Common garden birds photographed in suburban Darwin including doves, finches, fig birds, honey eaters and lorrikeets.
With plenty of water available to keep tropical gardens green, birds of all sorts are attracted to the housing areas as well as the public gardens and parks.
Darwin is a "must do" for birdwatchers with plenty to see in the suburbs and unique environments close by in Fogg Dam, Kakadu and the Mary and Adelaide river systems.
Black cockatoo's are frequent visitors, flashing their brilliant yellow tails in flight.
I think this is actually a Red-Tailed Cockatoo as the Yellow-Tailed variety only extends as far north as mid QLD.
Sulphur-Crested cockatoos visit from time to time, feeding on seeds, berries, nuts and roots.
A cockatiel looks out on a brilliant green visitor attracted by a free lunch. Thanks to Claire for identifying this as an Indian Ringneck, a popular cage bird introduced into Australia. Maybe this one escaped?
This pair of Red-winged Parrots was photographed just behind the University.

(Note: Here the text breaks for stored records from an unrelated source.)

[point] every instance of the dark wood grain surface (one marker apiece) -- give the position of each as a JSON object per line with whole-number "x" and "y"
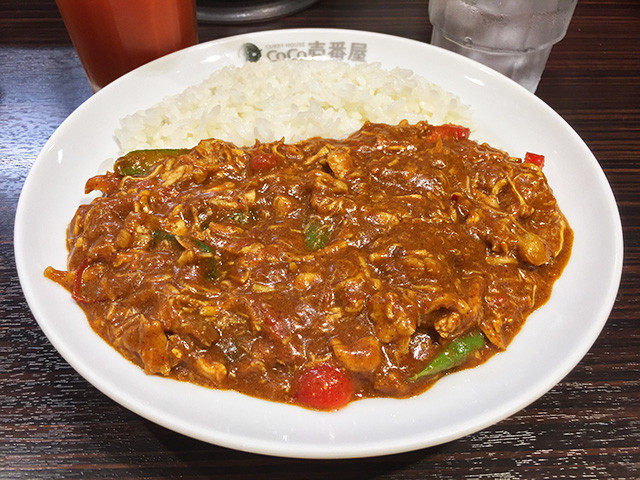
{"x": 54, "y": 425}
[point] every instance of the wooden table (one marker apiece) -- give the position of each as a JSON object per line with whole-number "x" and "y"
{"x": 54, "y": 425}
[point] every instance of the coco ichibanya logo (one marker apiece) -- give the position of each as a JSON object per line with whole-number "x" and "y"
{"x": 338, "y": 50}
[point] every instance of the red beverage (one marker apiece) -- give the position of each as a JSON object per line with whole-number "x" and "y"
{"x": 113, "y": 37}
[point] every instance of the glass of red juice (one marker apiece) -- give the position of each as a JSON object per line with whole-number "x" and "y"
{"x": 113, "y": 37}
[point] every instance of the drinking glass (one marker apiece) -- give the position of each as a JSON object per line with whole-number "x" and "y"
{"x": 112, "y": 37}
{"x": 513, "y": 37}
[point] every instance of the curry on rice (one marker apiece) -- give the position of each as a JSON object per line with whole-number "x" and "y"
{"x": 319, "y": 272}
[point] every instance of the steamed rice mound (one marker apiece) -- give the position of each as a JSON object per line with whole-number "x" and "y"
{"x": 291, "y": 100}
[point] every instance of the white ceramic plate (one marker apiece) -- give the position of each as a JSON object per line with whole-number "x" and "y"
{"x": 505, "y": 115}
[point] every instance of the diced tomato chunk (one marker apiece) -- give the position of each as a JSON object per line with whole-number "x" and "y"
{"x": 534, "y": 158}
{"x": 448, "y": 130}
{"x": 324, "y": 387}
{"x": 263, "y": 161}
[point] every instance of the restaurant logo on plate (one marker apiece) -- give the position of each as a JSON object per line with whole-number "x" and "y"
{"x": 336, "y": 50}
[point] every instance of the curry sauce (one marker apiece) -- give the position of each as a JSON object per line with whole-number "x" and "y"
{"x": 319, "y": 272}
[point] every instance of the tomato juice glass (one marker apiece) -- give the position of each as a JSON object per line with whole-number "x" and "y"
{"x": 112, "y": 37}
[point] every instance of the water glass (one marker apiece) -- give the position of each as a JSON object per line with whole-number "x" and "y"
{"x": 513, "y": 37}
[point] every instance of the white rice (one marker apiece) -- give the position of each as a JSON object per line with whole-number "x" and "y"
{"x": 291, "y": 100}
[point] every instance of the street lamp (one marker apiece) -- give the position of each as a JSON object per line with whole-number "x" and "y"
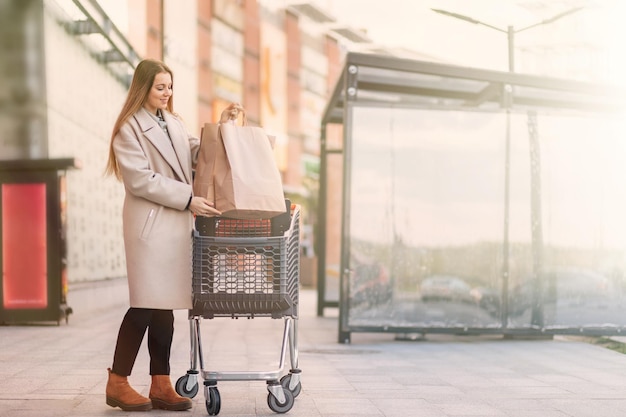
{"x": 510, "y": 30}
{"x": 537, "y": 314}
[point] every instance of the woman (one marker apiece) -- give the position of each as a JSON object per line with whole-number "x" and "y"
{"x": 153, "y": 155}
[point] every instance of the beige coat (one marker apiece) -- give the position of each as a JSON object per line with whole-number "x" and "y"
{"x": 157, "y": 176}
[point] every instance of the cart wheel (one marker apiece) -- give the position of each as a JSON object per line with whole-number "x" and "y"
{"x": 286, "y": 380}
{"x": 281, "y": 407}
{"x": 213, "y": 404}
{"x": 181, "y": 387}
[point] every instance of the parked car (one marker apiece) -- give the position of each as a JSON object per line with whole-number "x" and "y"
{"x": 445, "y": 288}
{"x": 370, "y": 285}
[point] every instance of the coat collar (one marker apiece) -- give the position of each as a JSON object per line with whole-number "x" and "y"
{"x": 175, "y": 153}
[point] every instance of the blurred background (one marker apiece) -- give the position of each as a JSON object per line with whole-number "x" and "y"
{"x": 65, "y": 66}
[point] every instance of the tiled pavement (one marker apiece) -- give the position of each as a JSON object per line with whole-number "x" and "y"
{"x": 49, "y": 370}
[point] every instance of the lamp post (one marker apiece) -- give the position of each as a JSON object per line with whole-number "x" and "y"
{"x": 537, "y": 315}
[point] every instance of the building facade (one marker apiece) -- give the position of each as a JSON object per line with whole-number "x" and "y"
{"x": 70, "y": 66}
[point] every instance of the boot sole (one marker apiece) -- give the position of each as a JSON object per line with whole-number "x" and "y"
{"x": 129, "y": 407}
{"x": 160, "y": 404}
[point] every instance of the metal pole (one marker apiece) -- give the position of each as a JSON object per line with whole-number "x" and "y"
{"x": 508, "y": 93}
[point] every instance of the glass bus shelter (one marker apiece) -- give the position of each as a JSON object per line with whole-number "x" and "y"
{"x": 464, "y": 200}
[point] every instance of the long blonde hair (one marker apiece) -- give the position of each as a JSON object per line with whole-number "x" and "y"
{"x": 140, "y": 86}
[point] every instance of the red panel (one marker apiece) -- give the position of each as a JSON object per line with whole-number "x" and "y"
{"x": 24, "y": 251}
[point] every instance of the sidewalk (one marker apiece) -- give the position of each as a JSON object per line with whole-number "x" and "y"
{"x": 49, "y": 370}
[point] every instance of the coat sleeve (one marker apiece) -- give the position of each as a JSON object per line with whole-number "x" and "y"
{"x": 141, "y": 179}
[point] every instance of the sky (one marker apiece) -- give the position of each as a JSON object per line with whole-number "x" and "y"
{"x": 411, "y": 24}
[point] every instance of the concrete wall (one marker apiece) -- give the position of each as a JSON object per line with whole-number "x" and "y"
{"x": 83, "y": 102}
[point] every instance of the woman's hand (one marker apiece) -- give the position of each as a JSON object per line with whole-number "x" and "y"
{"x": 200, "y": 206}
{"x": 231, "y": 112}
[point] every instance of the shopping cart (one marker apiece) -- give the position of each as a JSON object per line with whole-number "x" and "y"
{"x": 246, "y": 268}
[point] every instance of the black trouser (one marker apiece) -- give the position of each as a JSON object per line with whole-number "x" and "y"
{"x": 160, "y": 325}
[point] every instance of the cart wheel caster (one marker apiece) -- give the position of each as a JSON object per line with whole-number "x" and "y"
{"x": 214, "y": 403}
{"x": 285, "y": 381}
{"x": 181, "y": 387}
{"x": 277, "y": 407}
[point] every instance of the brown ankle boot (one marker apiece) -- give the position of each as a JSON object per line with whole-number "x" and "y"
{"x": 121, "y": 394}
{"x": 163, "y": 395}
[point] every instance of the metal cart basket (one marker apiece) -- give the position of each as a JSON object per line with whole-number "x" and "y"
{"x": 246, "y": 268}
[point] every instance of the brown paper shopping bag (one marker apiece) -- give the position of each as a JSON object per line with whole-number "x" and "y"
{"x": 203, "y": 184}
{"x": 247, "y": 180}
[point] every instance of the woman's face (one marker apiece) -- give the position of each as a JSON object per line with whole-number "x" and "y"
{"x": 160, "y": 92}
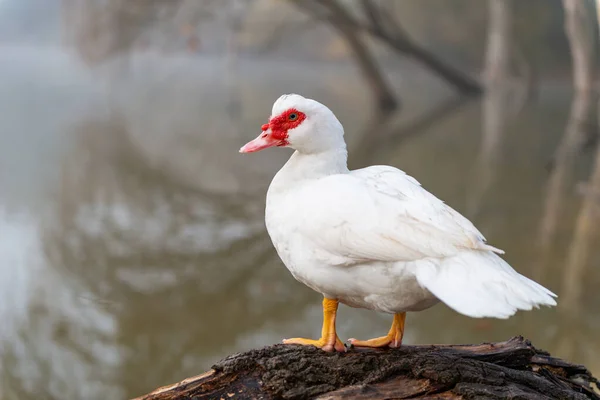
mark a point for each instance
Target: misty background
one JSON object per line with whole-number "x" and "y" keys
{"x": 133, "y": 252}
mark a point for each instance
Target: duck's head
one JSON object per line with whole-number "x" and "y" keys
{"x": 303, "y": 124}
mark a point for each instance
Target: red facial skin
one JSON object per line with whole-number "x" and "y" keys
{"x": 281, "y": 124}
{"x": 276, "y": 132}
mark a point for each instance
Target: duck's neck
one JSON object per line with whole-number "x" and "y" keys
{"x": 302, "y": 166}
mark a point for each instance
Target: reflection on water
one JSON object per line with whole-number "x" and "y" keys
{"x": 132, "y": 246}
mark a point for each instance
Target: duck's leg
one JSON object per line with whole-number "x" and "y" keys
{"x": 392, "y": 339}
{"x": 329, "y": 340}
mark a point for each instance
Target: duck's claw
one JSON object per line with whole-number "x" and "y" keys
{"x": 383, "y": 341}
{"x": 323, "y": 344}
{"x": 392, "y": 339}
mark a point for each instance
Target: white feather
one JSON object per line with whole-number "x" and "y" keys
{"x": 374, "y": 238}
{"x": 481, "y": 284}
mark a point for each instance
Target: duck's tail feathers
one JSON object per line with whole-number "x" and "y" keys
{"x": 481, "y": 284}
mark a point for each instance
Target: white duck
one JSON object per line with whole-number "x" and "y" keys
{"x": 374, "y": 238}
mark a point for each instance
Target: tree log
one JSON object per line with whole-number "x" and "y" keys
{"x": 513, "y": 369}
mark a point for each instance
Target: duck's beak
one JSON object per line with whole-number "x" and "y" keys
{"x": 263, "y": 141}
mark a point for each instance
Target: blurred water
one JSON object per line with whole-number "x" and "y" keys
{"x": 132, "y": 247}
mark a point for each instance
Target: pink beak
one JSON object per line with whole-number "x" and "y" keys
{"x": 263, "y": 141}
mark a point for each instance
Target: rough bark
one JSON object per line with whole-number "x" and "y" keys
{"x": 512, "y": 369}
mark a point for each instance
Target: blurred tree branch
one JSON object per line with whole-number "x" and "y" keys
{"x": 343, "y": 22}
{"x": 586, "y": 229}
{"x": 578, "y": 28}
{"x": 379, "y": 23}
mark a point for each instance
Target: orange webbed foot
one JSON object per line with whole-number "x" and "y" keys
{"x": 392, "y": 339}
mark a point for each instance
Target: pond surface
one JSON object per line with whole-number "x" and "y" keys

Masked Lapwing Plovers are part of the scenery all year round, nesting in the buildup season around October-November.
They become quite aggressive when they have eggs or chicks to protect. The nests are a simple depression in the ground and easy to walk past without noticing.
As you approach the nesting bird will make quite a display of being hurt and lead you way from the nest. If you get too close they will make swooping attacks to discourage you further.
Two birds I can't really identify. maybe warbler taking a shower, and another small finch in the bushes at Rapid Creek.
The Slater Field Guide lists 53 different Honeyeaters and many look quite similar just from the illustrations.
Another honeyeater which is a common garden bird, I thought a Brown Honeyeater, or as suggested, a Dusky Honeyeater (thanks Keith).
The Northern territory Field Guide is a free app that can help you identify over 600 species of.. "everything from colourful birds, iconic fish and mammals, dangerous snakes and crocs, through to butterflies, tiny termites and wasps."